Furthermore, will the Government urge the lifting of the prevention of terrorism Act in Sri Lanka-the UN urged this as long ago as 2000? Will they urge the Sri Lankan Government to release those who have been arrested, unless they are charged with criminal offences and remanded in custody by a civilian court? Will the Government urge the Sri Lankan Government to adhere to a 2006 presidential directive by registering detainees, informing their families and the Sri Lankan human rights commission of the place of their arrest and detention? Lastly, will our Government urge the Government of Sri Lanka to allow the Red Cross full access to the prisons where those still detained after the conflict are held?

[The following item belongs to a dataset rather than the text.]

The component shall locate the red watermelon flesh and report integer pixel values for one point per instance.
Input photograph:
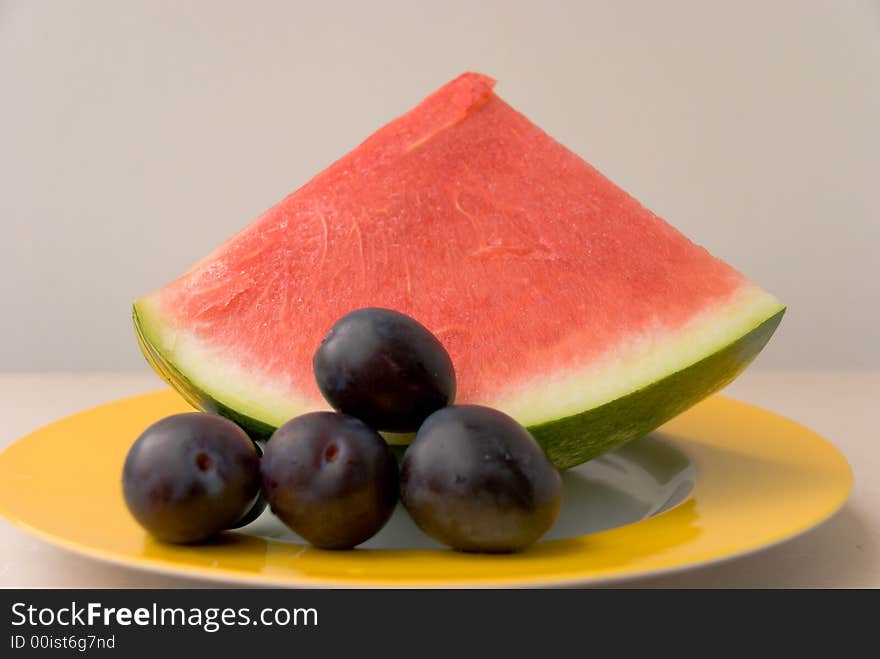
(554, 290)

In January and February, two of the world's most respected human rights groups, Amnesty International and Minority Rights Group International, raised, in separate reports, a series of concerns about the human, social and economic rights of minority communities in Sri Lanka. MRGI argued that nearly two years after the end of the war between the LTTE, the Liberation Tigers of Tamil Eelam, and the Government, minorities face daily repression, and are marginalised in development policies and in politics in Sri Lanka. The MRGI's report documents cases of land in the north and east of Sri Lanka being seized by military and civilian authorities and used for the construction of everything from military encampments to hotels and leisure facilities. The report notes that international and national media and non-governmental organisations still have restricted access, and that there is a high level of militarisation and state control over freedom of movement and association.

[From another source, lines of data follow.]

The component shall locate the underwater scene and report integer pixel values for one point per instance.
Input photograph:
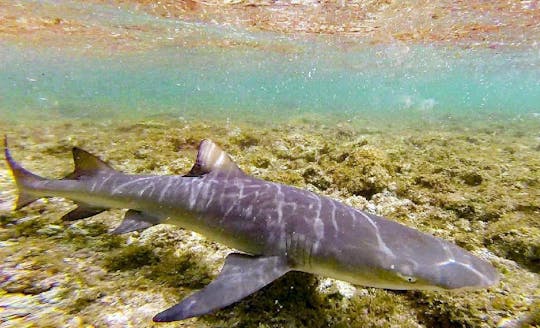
(426, 113)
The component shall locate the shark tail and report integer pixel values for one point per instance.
(24, 179)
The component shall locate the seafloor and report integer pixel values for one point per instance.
(476, 184)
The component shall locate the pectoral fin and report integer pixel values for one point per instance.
(241, 276)
(135, 220)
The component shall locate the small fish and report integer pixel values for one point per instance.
(277, 228)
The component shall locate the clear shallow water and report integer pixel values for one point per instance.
(265, 73)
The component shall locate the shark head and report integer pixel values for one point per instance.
(423, 262)
(459, 271)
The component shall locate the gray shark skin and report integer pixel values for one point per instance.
(278, 228)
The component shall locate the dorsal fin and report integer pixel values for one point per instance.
(87, 164)
(211, 158)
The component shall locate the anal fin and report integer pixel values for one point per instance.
(134, 221)
(82, 212)
(241, 276)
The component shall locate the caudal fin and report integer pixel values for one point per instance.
(24, 179)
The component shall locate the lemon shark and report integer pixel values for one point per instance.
(277, 228)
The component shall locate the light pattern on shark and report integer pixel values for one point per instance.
(278, 228)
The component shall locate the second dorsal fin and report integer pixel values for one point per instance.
(211, 158)
(87, 164)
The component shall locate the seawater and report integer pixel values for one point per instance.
(266, 74)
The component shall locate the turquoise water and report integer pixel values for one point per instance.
(266, 73)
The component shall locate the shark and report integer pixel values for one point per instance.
(274, 228)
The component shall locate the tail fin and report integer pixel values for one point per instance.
(23, 178)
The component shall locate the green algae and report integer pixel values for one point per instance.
(464, 186)
(130, 257)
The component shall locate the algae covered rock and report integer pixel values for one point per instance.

Amnesty's report goes further. It believes that there are credible allegations that both Government security forces and the LTTE committed serious violations of international humanitarian and human rights law throughout their conflict, particularly in the final months, including summary executions, torture, attacks on civilians and other war crimes. The Sri Lankan Government have established a domestic "lessons learned and reconciliation commission", but most international observers have argued that the gravity of the accusations is such that a truly independent international investigation is necessary to address these issues fully and ensure accountability. That is why the UN Secretary-General established a three-member panel to advise him on options and why we need to have those recommendations publicised and made clear.

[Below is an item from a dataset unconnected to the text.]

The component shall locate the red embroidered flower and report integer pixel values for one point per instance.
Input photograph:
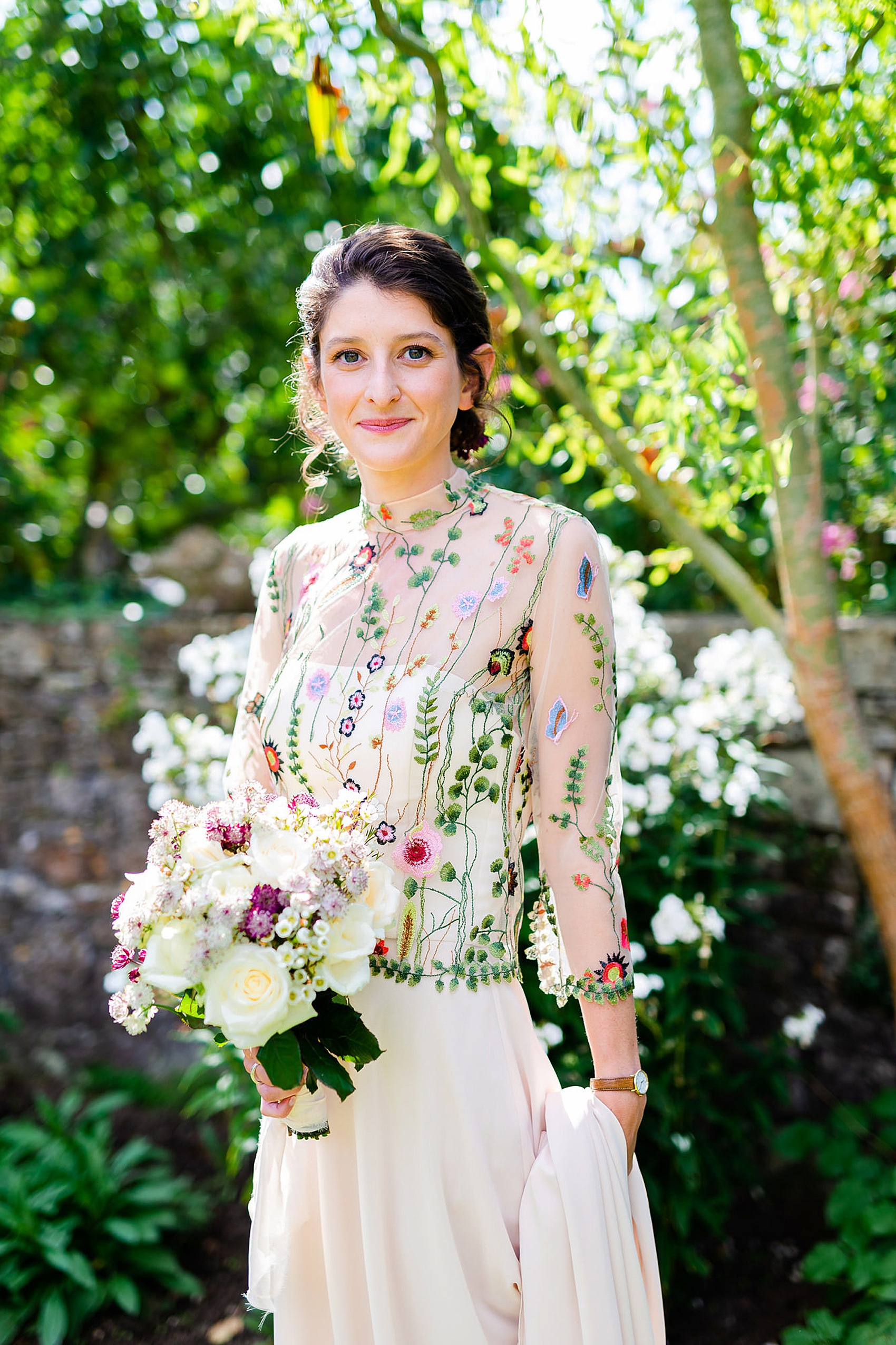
(272, 758)
(419, 852)
(614, 970)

A longer-term problem in Sri Lanka has helped to drive what appears, at least, to be a culture of impunity and tolerance of breaches of human rights. The country has been under an almost continuous state of emergency since the early 1970s and, as Amnesty has made clear, successive Governments have used national security as the reason to bring in a series of broad and complex emergency regulations. If we look at the history of Sri Lanka, it is obvious that security has been a real concern, but let me be clear that the scale on which these emergency regulations have been used raises concerns. They have, at times, been used against critics of the Government from within the majority Sinhala community, as well as against those within the Tamil and Muslim communities. That is why I ask whether our Government will continue to press the Sri Lankan Government to lift the prevention of terrorism Act and to press for the Sri Lankan human rights commission and relatives to be informed when someone has been arrested.